There seems to be more broken about our system than works. Did you know you can’t start a short sale process until you are behind on your payments? For us that meant we had to deliberately not make a couple months of payments to qualify for the only way we could sell our home. Some suggested renting in hopes the value would increase to the point we could sell it. Unfortunately we could never rent it for anywhere near the monthly mortgage payment and a partial payment is looked on the same way as no payment. Further, the recovery time looks to be about 12 years. Two mortgage payments are out of the question, especially when one was already our limit and we moved to one of the most expensive areas in the country. So with no option, we hired a real estate agent to list the home, agreed to maintain our utilities to the property and skipped a couple months of payments. We were encouraged when the bank approved our status for the government short sale program and although that was a bugger of paperwork and red tape, the offer was submitted to the bank. All was looking great until the bank decided they wanted more money and countered asking both seller and buyer for more. That did two things, first it caused the buyer to withdraw their offer and second the added paperwork and process delayed the process. To our disappointment, the next thing we learned was that our approval had been disapproved because of timelines not met – not met because the bank delayed the process. The ray of light was that we had a second offer ready to submit and while it would be a pain to restart the application and approval process for the short sale program it could be done. Well, it was supposed to be an option until we received foreclosure notices in the mail yesterday. Now we’re told that because the process is too far into foreclosure short sale is no longer an option. Apparently, while the left hand of the bank was processing our short sale program, its right was simultaneously pursuing foreclosure procedures. I am so saddened for our good neighbors too. Our home had the potential to be inhabited with new owners and continued home care. Now I fear it will fall into a state of ugly abandonment and for absolutely no reason. While we’ve always known we’re at the complete mercy of the bank and system, it is still utterly disappointing to see it work against us.
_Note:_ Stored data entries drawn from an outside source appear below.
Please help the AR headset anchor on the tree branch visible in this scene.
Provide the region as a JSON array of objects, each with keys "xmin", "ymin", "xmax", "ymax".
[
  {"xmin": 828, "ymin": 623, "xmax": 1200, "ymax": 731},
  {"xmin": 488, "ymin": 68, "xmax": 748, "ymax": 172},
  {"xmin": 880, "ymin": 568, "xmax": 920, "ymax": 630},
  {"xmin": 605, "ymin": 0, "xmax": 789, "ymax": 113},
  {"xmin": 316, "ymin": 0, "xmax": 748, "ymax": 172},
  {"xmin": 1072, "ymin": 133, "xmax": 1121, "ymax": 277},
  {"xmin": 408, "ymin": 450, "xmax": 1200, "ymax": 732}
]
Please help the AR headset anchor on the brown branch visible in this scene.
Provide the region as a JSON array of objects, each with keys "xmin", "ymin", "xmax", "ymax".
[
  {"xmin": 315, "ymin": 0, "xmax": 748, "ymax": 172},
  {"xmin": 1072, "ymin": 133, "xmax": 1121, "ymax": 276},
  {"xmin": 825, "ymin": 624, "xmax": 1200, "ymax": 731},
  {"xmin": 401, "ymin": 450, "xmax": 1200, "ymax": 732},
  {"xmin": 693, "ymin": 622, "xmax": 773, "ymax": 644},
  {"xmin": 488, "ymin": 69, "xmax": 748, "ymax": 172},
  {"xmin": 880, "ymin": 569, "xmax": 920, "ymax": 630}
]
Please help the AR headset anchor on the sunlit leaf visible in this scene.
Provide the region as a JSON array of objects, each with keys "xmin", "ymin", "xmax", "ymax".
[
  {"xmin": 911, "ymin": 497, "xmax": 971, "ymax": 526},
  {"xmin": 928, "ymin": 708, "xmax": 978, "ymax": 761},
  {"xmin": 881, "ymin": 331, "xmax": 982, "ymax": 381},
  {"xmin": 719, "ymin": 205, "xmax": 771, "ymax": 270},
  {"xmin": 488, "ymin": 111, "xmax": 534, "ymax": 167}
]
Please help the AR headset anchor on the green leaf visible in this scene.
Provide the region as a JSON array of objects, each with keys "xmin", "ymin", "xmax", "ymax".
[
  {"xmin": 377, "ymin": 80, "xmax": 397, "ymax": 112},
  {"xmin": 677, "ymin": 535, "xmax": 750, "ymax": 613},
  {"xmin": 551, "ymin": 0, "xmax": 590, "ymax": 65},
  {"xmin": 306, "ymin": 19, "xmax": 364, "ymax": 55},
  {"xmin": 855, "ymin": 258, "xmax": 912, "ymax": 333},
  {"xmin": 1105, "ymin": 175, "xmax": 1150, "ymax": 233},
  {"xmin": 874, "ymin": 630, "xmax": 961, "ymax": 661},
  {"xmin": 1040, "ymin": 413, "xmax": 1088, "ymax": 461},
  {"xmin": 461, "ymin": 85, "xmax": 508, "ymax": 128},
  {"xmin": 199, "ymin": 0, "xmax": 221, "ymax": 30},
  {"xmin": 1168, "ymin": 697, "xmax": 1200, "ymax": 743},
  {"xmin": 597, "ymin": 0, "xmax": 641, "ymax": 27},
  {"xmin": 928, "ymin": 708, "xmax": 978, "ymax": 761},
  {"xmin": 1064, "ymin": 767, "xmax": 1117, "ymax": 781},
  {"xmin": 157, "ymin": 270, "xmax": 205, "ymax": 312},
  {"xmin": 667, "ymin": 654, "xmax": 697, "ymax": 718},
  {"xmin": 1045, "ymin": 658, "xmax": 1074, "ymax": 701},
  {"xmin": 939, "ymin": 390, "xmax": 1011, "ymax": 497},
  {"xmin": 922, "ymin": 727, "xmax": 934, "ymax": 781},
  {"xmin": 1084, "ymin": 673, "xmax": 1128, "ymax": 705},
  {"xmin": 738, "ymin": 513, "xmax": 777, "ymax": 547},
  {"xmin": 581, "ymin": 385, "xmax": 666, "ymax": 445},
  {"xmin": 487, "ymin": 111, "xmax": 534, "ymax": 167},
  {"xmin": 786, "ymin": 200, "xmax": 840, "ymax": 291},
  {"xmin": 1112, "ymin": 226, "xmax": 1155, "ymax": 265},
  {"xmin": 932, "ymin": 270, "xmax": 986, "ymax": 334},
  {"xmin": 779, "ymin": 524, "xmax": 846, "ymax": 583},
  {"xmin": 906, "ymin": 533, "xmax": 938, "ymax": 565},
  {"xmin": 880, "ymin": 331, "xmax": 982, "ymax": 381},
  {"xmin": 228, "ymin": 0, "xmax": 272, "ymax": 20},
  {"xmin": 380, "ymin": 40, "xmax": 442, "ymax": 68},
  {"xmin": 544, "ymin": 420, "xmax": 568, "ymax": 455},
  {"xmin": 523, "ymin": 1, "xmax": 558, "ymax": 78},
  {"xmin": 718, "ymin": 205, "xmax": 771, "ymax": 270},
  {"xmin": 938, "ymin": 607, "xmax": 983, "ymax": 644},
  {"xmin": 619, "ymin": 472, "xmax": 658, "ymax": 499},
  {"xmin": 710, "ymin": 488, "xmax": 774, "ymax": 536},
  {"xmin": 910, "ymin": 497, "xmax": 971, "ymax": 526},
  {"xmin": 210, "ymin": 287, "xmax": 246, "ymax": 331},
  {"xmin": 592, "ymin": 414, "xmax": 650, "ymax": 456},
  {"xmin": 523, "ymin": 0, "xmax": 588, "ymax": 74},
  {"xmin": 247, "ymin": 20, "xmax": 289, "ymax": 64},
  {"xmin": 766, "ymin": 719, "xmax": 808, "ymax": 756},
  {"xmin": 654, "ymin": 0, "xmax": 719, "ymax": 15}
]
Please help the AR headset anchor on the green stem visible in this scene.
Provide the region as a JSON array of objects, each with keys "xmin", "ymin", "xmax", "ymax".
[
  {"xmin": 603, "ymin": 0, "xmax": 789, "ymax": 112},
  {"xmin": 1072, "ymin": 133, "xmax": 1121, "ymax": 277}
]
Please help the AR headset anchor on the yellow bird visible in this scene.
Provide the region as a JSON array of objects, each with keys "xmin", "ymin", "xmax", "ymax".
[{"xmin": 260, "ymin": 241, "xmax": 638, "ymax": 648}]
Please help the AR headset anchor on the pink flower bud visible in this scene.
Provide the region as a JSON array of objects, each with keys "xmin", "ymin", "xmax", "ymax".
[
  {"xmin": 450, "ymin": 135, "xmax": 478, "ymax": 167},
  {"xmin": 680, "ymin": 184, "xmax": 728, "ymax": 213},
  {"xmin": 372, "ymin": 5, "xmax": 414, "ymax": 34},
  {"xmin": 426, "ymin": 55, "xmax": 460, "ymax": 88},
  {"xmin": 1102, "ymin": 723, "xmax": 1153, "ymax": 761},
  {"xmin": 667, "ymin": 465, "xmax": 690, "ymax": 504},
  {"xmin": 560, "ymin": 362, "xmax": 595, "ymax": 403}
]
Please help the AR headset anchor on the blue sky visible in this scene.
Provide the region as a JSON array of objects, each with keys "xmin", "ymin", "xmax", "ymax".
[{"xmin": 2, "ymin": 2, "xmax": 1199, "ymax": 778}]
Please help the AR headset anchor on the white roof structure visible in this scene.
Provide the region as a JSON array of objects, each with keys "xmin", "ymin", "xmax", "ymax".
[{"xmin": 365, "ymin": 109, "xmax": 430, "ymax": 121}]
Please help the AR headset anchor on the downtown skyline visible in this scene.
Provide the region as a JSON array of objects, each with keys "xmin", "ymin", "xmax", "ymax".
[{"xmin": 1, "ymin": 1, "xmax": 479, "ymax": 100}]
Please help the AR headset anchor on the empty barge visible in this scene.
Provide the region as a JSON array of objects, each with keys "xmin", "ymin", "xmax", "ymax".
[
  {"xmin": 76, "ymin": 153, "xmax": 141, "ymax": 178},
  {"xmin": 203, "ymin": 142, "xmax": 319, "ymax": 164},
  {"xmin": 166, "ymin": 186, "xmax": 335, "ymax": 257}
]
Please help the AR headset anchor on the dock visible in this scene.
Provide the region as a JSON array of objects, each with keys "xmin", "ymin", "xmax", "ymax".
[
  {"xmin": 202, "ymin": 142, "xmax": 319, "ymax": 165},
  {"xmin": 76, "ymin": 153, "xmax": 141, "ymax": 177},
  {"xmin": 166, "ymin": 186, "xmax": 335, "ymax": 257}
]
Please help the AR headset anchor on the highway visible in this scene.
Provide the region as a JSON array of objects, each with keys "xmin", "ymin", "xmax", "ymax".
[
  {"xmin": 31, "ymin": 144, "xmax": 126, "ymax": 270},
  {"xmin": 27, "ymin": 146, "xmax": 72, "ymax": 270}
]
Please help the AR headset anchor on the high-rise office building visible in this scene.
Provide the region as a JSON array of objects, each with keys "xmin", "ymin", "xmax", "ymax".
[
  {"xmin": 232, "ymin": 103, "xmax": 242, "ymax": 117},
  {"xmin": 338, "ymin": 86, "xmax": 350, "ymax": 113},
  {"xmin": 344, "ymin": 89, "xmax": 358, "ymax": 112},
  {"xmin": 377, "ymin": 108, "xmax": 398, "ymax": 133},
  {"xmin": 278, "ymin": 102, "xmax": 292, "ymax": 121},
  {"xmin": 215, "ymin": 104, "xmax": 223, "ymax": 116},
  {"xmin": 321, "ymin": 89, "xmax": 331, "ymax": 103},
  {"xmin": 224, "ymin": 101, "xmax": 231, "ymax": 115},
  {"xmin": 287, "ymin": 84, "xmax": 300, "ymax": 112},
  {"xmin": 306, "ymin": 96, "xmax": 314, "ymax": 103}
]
So let’s recap. A program is devised to alleviate insurmountable challenges with relocations. Approval is granted and two offers are obtained. The first isn’t accepted and the second isn’t considered. Bank forces both credit damage and foreclosure as a result. Epic fail – definitely broken. Is there any wonder that our legal system is now littered with lawsuits over messes like this?
The fine print is something I’ll not miss again. I may never own a home again – by choice. If I do, it will be when it can truly be an investment because it’s paid for from the start. But through all this, I feel we have been truly blessed. The weight of the ball and chain are gone. The mess isn’t cleaned up yet and I have no idea how long it will take with the bank running the show, but it will eventually be cleaned up. A whole new world is open to us with these cables of home ownership keeping us anchored. Maybe we’ll end up in Spain for employment yet. Regardless of where we go in the future, the knowledge that we can, and the freedom and ability to reallocate our income to our advantage are liberating and wonderful. Life is good.